INDIANAPOLIS — The Court of Appeals for Indiana recently ruled that Costco is not liable in relation to an overdose of an employee that occurred in January 2020.
According to an opinion filed earlier this month, the court ruled that Costco did not negligently hire or retain an employee who had caused the death of 28-year-old Maxwell Timbrook by selling him the drugs he overdosed on. This comes after Timbrook’s father, Bobby Timbrook, filed a civil lawsuit against the company earlier this year.
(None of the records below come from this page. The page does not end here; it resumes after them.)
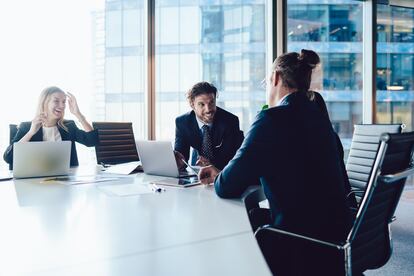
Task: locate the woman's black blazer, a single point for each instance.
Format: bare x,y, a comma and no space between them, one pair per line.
74,134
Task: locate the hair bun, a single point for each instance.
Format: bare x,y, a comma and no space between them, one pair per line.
309,57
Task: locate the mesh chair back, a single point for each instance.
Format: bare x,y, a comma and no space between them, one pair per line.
12,132
116,143
365,141
370,237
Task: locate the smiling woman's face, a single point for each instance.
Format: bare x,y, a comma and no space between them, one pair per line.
55,106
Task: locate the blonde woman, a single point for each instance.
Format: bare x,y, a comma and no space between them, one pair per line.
49,124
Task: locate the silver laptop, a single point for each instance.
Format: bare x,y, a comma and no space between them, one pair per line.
36,159
157,157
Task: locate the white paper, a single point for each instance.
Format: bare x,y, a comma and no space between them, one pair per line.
78,179
126,189
124,168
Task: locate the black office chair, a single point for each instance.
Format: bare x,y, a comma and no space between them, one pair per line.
116,143
368,245
12,132
365,141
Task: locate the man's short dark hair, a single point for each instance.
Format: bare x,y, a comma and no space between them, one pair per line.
201,88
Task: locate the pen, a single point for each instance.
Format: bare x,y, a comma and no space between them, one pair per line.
191,168
155,188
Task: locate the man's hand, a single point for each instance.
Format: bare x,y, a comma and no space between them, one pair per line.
203,162
179,157
208,174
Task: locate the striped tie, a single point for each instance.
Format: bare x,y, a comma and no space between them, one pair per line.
207,145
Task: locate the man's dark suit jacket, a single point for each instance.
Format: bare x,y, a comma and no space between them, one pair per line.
226,133
74,134
293,150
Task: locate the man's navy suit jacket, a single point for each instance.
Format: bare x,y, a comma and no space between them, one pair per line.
226,134
293,150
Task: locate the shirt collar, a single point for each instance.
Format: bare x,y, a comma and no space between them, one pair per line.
201,123
280,102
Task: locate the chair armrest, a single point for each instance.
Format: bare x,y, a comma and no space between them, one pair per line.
356,192
398,175
279,232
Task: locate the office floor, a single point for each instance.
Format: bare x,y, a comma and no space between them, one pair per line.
402,259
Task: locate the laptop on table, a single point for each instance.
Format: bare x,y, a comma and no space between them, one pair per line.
38,159
157,158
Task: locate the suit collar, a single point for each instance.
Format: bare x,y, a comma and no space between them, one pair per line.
218,127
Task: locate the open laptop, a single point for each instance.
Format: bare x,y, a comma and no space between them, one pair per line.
37,159
157,157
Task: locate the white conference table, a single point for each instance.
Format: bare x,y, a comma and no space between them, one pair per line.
53,229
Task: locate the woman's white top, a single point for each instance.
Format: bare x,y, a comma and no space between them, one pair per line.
51,134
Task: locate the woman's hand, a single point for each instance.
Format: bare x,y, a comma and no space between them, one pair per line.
73,106
208,174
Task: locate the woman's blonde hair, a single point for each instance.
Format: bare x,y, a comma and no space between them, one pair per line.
44,99
296,69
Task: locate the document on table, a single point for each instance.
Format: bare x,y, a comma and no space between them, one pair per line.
126,189
78,179
125,168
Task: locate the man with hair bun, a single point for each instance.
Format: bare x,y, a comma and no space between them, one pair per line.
292,149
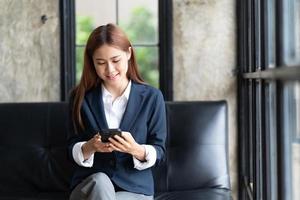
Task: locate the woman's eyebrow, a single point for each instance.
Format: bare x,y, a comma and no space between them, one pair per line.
110,58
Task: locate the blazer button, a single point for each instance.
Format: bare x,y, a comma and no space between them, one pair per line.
111,163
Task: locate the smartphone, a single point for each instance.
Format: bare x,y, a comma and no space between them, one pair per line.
107,133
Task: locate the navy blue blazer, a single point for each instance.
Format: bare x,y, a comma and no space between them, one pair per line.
144,118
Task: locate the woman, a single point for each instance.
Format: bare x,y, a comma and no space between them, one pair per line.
111,94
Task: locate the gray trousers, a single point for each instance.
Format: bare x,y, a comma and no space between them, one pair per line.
98,186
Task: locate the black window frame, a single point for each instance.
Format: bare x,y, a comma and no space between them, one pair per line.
263,157
68,48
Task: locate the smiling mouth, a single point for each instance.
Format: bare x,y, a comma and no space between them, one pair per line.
112,77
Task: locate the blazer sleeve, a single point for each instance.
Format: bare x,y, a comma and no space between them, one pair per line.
157,126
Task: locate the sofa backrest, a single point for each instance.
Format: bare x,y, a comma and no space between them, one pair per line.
33,148
197,154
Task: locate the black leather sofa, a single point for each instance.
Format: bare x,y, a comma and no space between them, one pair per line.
34,162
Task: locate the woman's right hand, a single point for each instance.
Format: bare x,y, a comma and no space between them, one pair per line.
95,145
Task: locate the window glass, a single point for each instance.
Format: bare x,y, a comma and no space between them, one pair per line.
139,19
271,34
291,35
147,57
99,11
291,130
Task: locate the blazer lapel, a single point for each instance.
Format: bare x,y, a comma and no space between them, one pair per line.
134,106
94,99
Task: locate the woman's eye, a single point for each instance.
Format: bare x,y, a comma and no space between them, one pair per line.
115,61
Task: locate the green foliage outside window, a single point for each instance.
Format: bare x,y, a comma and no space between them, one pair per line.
140,29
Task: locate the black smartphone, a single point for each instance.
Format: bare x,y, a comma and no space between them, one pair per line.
107,133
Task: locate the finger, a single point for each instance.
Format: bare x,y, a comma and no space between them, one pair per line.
112,146
116,143
121,140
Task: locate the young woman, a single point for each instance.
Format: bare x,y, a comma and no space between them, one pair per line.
111,94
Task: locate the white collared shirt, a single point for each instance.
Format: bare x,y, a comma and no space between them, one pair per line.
114,111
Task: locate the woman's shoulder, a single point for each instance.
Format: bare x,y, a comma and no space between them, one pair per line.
148,90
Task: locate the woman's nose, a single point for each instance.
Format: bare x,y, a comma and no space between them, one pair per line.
110,67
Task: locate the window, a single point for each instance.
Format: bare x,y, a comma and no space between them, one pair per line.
148,26
269,88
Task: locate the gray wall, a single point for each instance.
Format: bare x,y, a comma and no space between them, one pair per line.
29,51
205,59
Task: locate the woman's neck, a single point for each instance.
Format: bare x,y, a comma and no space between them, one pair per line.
118,90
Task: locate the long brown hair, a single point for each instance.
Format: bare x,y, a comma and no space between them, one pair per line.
109,34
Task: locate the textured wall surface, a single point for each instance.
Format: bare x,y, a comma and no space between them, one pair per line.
205,58
29,51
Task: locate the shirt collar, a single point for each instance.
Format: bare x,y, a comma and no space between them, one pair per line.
106,93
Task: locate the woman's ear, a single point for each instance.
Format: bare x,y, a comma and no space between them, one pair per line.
128,53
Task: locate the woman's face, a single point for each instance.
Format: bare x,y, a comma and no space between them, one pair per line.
111,65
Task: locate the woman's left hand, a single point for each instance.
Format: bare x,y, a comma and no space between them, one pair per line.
127,144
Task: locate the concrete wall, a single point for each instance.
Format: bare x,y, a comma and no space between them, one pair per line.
29,51
205,59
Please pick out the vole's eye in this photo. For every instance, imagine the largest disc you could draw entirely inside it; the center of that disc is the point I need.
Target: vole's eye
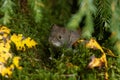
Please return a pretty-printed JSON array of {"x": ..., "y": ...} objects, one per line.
[{"x": 59, "y": 37}]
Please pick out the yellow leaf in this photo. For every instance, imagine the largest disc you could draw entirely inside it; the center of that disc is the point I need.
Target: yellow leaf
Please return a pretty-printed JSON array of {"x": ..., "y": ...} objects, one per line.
[
  {"x": 94, "y": 45},
  {"x": 16, "y": 62},
  {"x": 97, "y": 62}
]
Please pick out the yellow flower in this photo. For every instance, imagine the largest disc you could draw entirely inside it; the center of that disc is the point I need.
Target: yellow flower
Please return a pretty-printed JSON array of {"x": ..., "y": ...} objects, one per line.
[
  {"x": 6, "y": 71},
  {"x": 29, "y": 42},
  {"x": 16, "y": 62},
  {"x": 4, "y": 29}
]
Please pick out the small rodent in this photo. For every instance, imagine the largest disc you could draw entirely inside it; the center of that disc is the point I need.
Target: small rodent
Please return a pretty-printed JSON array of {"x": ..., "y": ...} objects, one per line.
[{"x": 61, "y": 36}]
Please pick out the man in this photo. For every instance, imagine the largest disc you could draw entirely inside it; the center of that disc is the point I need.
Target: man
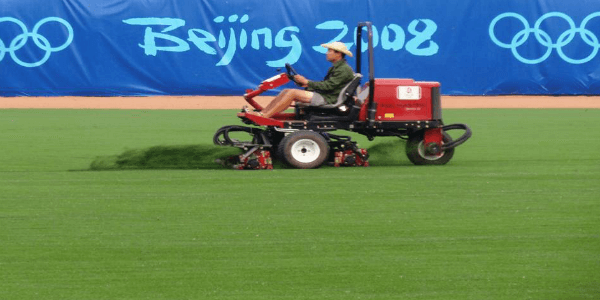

Kurt Russell, an employee at Costco, sold Maxwell Timbrook the drugs that caused him to overdose in January 2020. Officials said at the time Maxwell Timbrook died due to an overdose of “acute alprazolam, trazodone, tramadol, and fentanyl intoxication.”
Russell was sentenced to 25 years in prison in relation to this incident. According to previous reports, Russell was charged with dealing a controlled substance resulting in death.
In his civil lawsuit against Costco, Bobby Timbrook claimed that the business “negligently hired or retained an employee who had caused Maxwell’s death.” However, the appeal documents said that Bobby Timbrook conceded that Russell’s sale of the controlled substances that caused Maxwell Timbrook’s death did not occur on Costco’s premises or while using Costco’s personal property.
This concession caused the trial court to initially enter a summary judgment in favor of Costco. The appeals court said that the original decision was “correct as a matter of Indiana law.”
In the appeal, Bobby Timbrook also emphasized there was “foreseeability to Costco that Russell would engage with Maxwell and sell controlled substances to Maxwell that could cause death.” According to the documents, Maxwell Timbrook previously overdosed in 2019 on drugs provided by Russell on Costco’s premises. Costco helped him obtain access to drug rehabilitation but reportedly did not fire Russell, stating at the time they would keep the two apart, which did not ultimately happen.
“We have no qualms with Timbrook’s assessment of foreseeability, but foreseeability alone is insufficient to demonstrate Costco’s liability here,” the appeal read. “…To hold an employer liable for an employee acting outside the scope of his employment, a plaintiff must demonstrate that the employer had some ability to control the employee at the time in question.”